I'm a Pepper, You're a Pepper, but clearly, some people are not Peppers.

Dr Pepper's new Facebook ad campaign featuring an ape moving from all-fours, to seeing a soda on a rock, to an upright man, enjoying a Pepper, is apparently red meat to some creationists who are loudly expressing outrage at the idea that humans evolved from soda-discovering apes.

"I ain't no freaking chimp. No more Dr Pepper for my household," reads a typical comment from an offended reader. But other readers responded, defending the ad as funny and not an endorsement of evolution — just an ad. But in the end, does it work as a marketing tool?

Aren't advertisers always straddling the line between provocative and offensive, in order to stand out?

The reality is, the Dr Pepper ad is the latest in a long line of food ads that offend various groups of religious people. Burger King offended Hindus by seating a goddess atop a hamburger. McDonald's took a hit from Muslims when it released a Power Ranger with squiggly designs on the base that look like the Arabic word for Muhammad to some people. These and nine more are helpfully listed on a blog called "11 Points Because Top 10 Lists Are for Cowards."

But the Pepper ad is also not new.
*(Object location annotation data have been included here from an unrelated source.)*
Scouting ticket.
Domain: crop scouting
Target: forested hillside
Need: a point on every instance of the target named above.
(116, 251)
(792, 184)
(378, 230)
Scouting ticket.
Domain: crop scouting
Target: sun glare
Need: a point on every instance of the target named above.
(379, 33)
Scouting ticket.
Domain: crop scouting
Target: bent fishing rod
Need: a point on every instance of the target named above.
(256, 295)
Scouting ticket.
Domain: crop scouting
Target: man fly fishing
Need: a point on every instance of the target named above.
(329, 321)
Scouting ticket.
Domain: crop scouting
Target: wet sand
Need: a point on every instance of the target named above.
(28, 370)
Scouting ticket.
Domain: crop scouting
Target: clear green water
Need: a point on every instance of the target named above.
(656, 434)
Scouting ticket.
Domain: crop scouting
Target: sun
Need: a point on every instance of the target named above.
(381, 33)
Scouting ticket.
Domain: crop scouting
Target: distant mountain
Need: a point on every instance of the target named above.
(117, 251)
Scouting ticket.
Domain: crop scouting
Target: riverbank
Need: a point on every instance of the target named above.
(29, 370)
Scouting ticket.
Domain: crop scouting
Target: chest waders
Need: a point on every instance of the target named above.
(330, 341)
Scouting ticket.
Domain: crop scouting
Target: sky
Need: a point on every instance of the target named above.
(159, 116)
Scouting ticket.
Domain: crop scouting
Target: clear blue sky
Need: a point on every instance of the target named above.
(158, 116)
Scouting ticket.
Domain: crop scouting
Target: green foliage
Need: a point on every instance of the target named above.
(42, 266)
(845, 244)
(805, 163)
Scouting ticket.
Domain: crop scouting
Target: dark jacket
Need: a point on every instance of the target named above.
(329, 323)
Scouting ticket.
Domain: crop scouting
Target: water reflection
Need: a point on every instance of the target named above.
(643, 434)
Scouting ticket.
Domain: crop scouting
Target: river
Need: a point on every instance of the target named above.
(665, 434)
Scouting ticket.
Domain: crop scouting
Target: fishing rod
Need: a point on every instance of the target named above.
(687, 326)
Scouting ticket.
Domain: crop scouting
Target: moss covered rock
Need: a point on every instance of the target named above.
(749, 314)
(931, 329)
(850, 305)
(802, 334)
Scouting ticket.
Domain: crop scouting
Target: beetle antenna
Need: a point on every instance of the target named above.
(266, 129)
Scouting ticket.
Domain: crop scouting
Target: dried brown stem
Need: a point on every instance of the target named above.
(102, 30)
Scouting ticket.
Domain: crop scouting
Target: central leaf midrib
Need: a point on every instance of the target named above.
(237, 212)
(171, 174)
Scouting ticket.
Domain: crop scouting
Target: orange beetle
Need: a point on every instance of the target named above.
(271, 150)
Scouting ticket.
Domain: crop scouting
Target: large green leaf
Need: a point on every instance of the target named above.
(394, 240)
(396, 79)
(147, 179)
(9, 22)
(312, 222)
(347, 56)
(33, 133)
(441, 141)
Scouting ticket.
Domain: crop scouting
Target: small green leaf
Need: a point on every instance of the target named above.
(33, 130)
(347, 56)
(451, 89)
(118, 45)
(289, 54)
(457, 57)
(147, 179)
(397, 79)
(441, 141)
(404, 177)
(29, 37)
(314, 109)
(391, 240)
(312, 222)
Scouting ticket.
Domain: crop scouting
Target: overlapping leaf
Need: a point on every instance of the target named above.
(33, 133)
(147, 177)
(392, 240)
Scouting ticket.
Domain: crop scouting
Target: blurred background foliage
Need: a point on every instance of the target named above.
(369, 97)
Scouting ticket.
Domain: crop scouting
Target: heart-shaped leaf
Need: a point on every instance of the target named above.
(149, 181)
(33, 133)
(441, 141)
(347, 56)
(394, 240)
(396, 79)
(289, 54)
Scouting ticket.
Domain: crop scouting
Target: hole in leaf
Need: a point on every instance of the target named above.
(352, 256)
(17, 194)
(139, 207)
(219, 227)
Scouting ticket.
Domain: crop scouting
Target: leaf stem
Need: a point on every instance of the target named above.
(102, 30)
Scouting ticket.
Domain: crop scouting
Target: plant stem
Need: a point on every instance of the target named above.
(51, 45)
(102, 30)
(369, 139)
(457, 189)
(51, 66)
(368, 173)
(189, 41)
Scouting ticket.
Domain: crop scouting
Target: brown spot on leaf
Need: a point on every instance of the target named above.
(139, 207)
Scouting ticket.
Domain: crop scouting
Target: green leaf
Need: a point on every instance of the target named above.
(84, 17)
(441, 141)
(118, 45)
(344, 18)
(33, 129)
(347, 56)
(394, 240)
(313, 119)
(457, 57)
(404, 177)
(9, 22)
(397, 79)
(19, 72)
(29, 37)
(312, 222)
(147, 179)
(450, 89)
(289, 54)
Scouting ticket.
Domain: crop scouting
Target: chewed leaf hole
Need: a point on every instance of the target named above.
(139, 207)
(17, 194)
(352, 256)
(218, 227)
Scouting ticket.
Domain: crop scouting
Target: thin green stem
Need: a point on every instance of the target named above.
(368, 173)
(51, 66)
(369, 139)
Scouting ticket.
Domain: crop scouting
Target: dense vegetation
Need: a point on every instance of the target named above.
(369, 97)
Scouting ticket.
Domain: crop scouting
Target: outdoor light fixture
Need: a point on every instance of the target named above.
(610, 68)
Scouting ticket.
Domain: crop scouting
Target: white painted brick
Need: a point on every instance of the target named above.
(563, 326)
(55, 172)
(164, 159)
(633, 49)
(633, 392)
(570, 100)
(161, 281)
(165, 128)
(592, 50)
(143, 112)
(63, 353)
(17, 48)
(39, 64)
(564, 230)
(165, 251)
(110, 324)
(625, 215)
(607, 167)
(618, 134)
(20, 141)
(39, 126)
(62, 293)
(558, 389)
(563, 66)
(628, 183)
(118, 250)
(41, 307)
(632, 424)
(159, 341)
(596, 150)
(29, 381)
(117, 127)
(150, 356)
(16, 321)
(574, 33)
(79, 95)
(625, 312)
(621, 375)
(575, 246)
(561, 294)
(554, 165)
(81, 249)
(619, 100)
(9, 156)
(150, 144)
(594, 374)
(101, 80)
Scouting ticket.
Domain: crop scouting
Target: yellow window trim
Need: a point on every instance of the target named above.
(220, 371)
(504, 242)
It's one of thousands of parodies of the now infamous scientific illustration of evolution from 1965 called "March of Progress." And it's amazing that these ads "still have the power to offend," says AdWeek's blog, AdFreak. "Once again, though, it goes to show how protests can spread like wildfire in social media, where outrage — and counteroutrage — are just a click away."

Note that these food-related "outrages" have registered nowhere near the social media mania generated by Newsweek's cover story on "MUSLIM RAGE" this week — yet.